With The Oscars’ Preferential Ballot, Mediocrity Prevails For Best Picture
The Academy tend not to make this widely known, but the race for Best Picture at the Oscars every year for the past few ceremonies has been determined by a preferential ballot. For those unfamiliar, this resembles the system of election we have here in Ireland: you give a №1 vote to your first choice, a №2 vote to your second choice and so on; when your first choice is eliminated in a count your vote ‘transfers’ to your next preference. It’s a brilliant system that favours minor contenders in an election, as a citizen can show favour to a niche candidate while not ‘wasting’ their vote — as it will ultimately transfer to one of the major parties anyway if they use transfers correctly. In a competition for the first movie of the year, it’s a different story.
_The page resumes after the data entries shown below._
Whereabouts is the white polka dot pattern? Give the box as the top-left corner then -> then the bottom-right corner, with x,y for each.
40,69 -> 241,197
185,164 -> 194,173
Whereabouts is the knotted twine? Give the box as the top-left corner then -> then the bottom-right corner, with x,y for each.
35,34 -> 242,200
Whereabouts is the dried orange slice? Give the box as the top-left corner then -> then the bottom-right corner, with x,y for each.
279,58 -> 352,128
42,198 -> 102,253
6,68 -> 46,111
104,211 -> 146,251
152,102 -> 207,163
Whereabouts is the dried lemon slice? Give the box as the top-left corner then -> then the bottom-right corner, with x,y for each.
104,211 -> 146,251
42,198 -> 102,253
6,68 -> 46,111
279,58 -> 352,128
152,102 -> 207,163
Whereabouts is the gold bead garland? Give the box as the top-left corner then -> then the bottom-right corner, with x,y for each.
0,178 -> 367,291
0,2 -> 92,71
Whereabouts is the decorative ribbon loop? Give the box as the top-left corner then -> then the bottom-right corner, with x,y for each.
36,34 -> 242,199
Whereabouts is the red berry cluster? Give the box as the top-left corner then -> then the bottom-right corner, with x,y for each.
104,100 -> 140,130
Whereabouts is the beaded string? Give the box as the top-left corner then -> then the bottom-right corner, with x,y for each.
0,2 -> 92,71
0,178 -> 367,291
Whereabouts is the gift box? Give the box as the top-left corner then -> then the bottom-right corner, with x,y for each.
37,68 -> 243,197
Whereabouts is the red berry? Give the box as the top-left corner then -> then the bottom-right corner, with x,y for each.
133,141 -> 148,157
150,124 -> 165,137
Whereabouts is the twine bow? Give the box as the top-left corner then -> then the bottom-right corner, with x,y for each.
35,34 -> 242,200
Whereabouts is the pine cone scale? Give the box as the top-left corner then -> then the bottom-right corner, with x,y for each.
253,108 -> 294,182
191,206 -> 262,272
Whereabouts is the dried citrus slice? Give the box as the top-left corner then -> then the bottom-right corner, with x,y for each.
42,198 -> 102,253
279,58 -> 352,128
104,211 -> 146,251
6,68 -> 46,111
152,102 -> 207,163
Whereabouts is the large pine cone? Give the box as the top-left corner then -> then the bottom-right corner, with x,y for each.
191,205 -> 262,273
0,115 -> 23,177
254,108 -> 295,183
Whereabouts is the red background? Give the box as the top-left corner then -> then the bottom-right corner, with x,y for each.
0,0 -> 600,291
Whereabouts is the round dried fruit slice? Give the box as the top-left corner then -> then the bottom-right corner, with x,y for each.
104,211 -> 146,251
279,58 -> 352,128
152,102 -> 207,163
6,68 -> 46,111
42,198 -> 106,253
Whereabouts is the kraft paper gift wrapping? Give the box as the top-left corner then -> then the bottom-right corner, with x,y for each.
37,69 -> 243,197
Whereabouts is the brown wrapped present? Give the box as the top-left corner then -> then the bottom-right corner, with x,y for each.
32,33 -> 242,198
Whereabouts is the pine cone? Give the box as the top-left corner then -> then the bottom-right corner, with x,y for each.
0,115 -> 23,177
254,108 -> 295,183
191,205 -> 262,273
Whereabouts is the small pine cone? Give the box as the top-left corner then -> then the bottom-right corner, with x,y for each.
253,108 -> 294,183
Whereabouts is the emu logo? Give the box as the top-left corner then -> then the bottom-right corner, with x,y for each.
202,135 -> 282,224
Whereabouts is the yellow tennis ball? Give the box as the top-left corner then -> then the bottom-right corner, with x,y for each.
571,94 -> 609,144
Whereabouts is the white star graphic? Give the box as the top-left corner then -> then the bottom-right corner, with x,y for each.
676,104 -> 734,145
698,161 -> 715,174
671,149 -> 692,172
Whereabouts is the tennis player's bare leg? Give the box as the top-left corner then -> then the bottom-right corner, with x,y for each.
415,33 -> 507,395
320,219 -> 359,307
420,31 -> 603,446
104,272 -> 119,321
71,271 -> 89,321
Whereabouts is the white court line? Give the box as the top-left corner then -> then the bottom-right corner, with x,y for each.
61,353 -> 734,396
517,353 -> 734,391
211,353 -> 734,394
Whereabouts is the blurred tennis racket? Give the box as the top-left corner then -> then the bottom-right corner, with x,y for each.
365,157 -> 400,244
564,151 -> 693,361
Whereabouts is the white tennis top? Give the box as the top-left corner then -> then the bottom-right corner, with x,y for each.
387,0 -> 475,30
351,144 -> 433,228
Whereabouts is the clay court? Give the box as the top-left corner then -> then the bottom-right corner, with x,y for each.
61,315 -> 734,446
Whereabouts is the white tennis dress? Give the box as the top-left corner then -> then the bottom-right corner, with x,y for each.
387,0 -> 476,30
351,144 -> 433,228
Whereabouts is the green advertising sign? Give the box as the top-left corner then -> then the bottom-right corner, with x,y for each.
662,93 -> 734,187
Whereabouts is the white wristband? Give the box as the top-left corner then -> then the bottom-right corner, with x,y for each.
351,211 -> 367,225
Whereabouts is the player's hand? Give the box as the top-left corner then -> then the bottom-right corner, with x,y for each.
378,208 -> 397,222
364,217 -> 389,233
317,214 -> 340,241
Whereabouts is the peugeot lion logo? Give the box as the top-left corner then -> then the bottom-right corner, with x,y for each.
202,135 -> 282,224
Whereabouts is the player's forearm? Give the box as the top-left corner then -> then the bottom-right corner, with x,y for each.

At the Oscars, preferential ballot creates a bizarre process. One would naturally assume that the Best Picture winner is the film that received the most votes from Academy members. But it’s actually the film that triumphs in this PR (Proportional Representation) system. Hence we have what I’m going to call the ‘Rotten Tomatoes Effect’: a film often gets a 90%+ score on Rotten Tomatoes because every critic gave it a middling-to-positive review. Nobody might have loved it, but nobody hated it either.
At the Oscars, this means that while everyone who watched Little Women thought it was the best film of the year, not everybody watched Little Women. Whereas everybody saw Once Upon A Time… In Hollywood, some loved it and many thought it was perfectly ok. It’s going to be lots of voters’ fourth or fifth preference. Little Women, which probably scared off many old male white conservatives in the Academy who shuddered at sitting through a Greta Gerwig/Meryl Streep woke feminism lecture (which that movie kinda is, and is incredible), won’t get any preference at all from those who didn’t bother watching it. Hollywood, however, will appear on every ballot. Everyone saw that film.
2017’s The Shape of Water triumphing over Get Out and Lady Bird was the first big example of this process in action: not a single person’s favourite film of the year, but a film that made an appearance on the ballots of young and old, left and right-wing. In 2020, even more so than Hollywood, that film is Sam Mendes’ effortfully executed, effortlessly moving war drama 1917, a film with subtly anti-war politics just quiet enough not to frighten a jingoist, but sharp enough to please a liberal millennial. It’s probably only going to get 10–20% of first preference votes, but it’s going to win. Because everyone will watch it, everyone will rank it third, fourth or fifth, and when Ford v Ferrari and The Irishman and Jojo Rabbit are eliminated on the first three counts it will sneak into third place and rapidly become the immovable lead. With this system in place, a beloved but relatively wild entry like Uncut Gems would never stand a chance.